В уже упомянутом «Курсе частной эпидемиологии» авторы пишут о бактериофаге совсем в другом – экологическом – ключе. В подразделе «Местности, невосприимчивые к холере» предлагаются два объяснения эпидемиологической аномалии – существование более или менее обширных территорий, которые совсем не затрагиваются вспышками болезни. Первое предполагало, что свойства почвы оказывают решающее влияние на заболеваемость бактериальными патологиями. Хотя бы в том смысле, что болезнетворные микробы хуже выживают в определенном типе почв. Второе объяснение, содержащее ссылки на работы Д’Эрреля, связывает «иммунность сел» в Индии во время «холерного пожара» с высоким содержанием действующего на вибрионы бактериофага.

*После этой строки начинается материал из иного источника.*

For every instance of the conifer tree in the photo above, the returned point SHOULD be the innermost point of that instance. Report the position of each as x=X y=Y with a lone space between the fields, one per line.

Следовательно, чтобы повысить качество воды во время эпидемий, нужно искусственно повышать в ней содержание соответствующих вирусных частиц[18]. Интересно, что в этом небольшом разделе приведены только две экологические гипотезы, указывающие на причины эпидемиологической аномалии. Более очевидные и, вероятно, известные случаи невосприимчивости отдельных групп к холере не упомянуты – имеются в виду примеры из классического исследования вспышки холеры в Лондоне 1854 года, во время которой не пострадали несколько сотен сотрудниц мастерской и десятки работников пивоваренного завода, хотя оба предприятия находились посреди «холерного пожара»[19]. Мастерская имела собственное водоснабжение, а пивовары утоляли жажду в основном собственной продукцией, что предотвратило контакт с опасной водой.

Видимо, Берман и соавторы не считали нужным возвращаться к дискуссиям 80-летней давности, подробно останавливаясь на микробиологии холерного вибриона. Причинная связь между ним и вспышкой холеры уже была очевидной – важнее казалось то, что мешает этой причинности проявиться. Эти помехи, скорее всего, должны были носить экологический характер – среда обитания вибрионов могла способствовать их уничтожению, снижению их заразности (контагиозности) или патогенности.